Why the Maclaurin series gives you Pascal's Triangle
The Mathematical Ninja, some time ago, pointed out a curiosity about Pascal’s Triangle and the Maclaurin ((Discovered by Taylor)) (or Taylor ((Discovered by Euler)) ) series of a product:
$\diffn{n}{(uv)}{x} = uv^{(n)} + n u’v^{(n-1)} + \frac{n(n-1)}{2} u’’ v^{(n-2)} + …$, where $v^{(n)}$ means the $n$th derivative of $v$ - which looks a lot like Pascal’s Triangle.
Naturally I thought that was A Pretty Neat Trick, and showed it to a student, who promptly asked: why?
Oh, bugger.
I had no idea why. I did what I usually do when I don’t know why something works: I asked Barney. Barney hasn’t responded yet, so I presume he doesn’t know, either. Neither did the Googles. It was time for the last resort: work it out myself.

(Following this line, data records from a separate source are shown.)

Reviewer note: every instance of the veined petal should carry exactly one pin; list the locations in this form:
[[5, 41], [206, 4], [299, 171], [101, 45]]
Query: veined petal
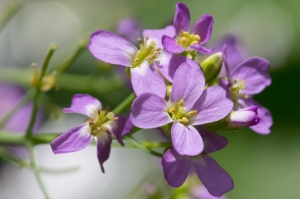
[[175, 168], [73, 140], [122, 127], [103, 148], [201, 49], [171, 45], [182, 18], [213, 176], [84, 104], [156, 35], [212, 141], [188, 84], [203, 28], [149, 111], [264, 114], [186, 139], [255, 71], [109, 47], [212, 106], [145, 78], [168, 63]]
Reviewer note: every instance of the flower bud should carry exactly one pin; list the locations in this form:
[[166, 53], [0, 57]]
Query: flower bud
[[242, 117], [211, 66]]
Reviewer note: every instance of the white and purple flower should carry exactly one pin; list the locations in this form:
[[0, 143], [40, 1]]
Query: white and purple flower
[[100, 125], [184, 41], [176, 167], [189, 104]]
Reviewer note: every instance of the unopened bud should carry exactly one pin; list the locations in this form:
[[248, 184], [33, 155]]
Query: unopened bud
[[211, 66]]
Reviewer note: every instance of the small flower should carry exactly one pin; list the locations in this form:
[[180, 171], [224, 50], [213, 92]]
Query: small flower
[[247, 79], [99, 125], [189, 105], [176, 167], [184, 41]]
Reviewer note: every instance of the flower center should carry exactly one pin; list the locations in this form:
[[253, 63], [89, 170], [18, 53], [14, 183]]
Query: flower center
[[178, 113], [235, 89], [149, 53], [186, 39], [102, 123]]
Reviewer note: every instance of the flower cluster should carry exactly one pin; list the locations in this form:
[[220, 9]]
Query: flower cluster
[[187, 100]]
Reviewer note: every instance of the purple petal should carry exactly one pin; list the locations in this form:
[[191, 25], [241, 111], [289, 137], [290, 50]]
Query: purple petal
[[188, 84], [149, 111], [84, 104], [175, 168], [73, 140], [168, 63], [212, 141], [103, 148], [145, 78], [171, 45], [212, 106], [203, 28], [201, 49], [111, 48], [182, 18], [255, 71], [156, 35], [264, 114], [186, 139], [123, 126], [215, 179]]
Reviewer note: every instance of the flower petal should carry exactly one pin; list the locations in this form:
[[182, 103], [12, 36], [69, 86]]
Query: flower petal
[[186, 139], [149, 111], [201, 49], [212, 106], [171, 45], [212, 141], [156, 35], [73, 140], [84, 104], [109, 47], [145, 78], [122, 127], [215, 179], [203, 28], [188, 84], [168, 63], [175, 168], [264, 114], [255, 71], [103, 148], [182, 18]]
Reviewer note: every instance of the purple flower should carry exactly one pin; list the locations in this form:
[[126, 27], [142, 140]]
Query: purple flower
[[99, 125], [111, 48], [189, 104], [201, 32], [176, 167], [247, 79], [129, 28]]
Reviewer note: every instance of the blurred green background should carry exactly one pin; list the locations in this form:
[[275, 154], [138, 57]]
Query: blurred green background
[[263, 167]]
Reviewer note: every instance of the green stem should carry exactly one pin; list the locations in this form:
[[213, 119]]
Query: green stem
[[125, 104], [47, 59], [142, 147], [24, 100], [36, 171]]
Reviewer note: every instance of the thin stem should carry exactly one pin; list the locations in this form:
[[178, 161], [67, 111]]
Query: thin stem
[[24, 100], [125, 104], [47, 59], [142, 147], [36, 171]]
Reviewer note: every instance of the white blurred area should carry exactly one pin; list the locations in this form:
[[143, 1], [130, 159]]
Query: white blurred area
[[123, 171]]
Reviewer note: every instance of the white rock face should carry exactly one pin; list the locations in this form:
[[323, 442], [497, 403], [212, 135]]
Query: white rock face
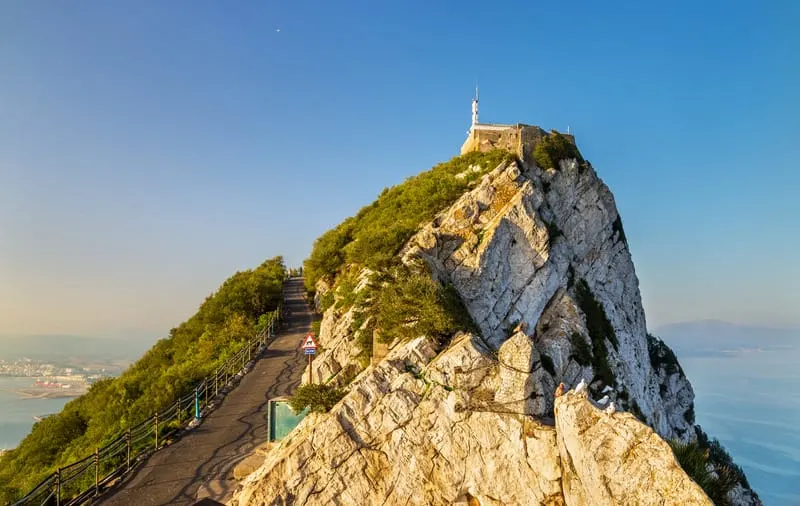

I’ve now figured it out, although it needed some heavy artillery; I hope it provides an insight into how a mathematical brain works.
The Taylor Series
I’m going to use a less fiddly version of the Taylor Series than you usually see in FP whatever. I’m going to assert without proof that for any sensible ((i.e., one where all the derivatives exist)) function $u$ or $v$, for $x$ close enough to $x_0$:
$u(x) = u(x_0) + hu’(x_0) + \frac 12 h^2 u’‘(x_0) + … + \frac{1}{i!} h^i u^{(i)}(x_0) + …$, where the superscript $(i)$ means the $r$th derivative, and $h := (x - x_0)$.
I could also write, more neatly:
$v(x) = \sum_{j=0}^{\infty} \frac{h^j}{j!} v^{(j)}(x_0)$. (To me, that’s beautifully compact).
The big gnus
I’ve also got, for $f(x) = u(x)v(x)$, $f(x) = \sum_{k=0}^{\infty} \frac{h^k}{k!} f^{(k)}(x_0)$. ((It’s not strictly necessary to use different letters for the count variable, but it’s helpful for clarity shortly.))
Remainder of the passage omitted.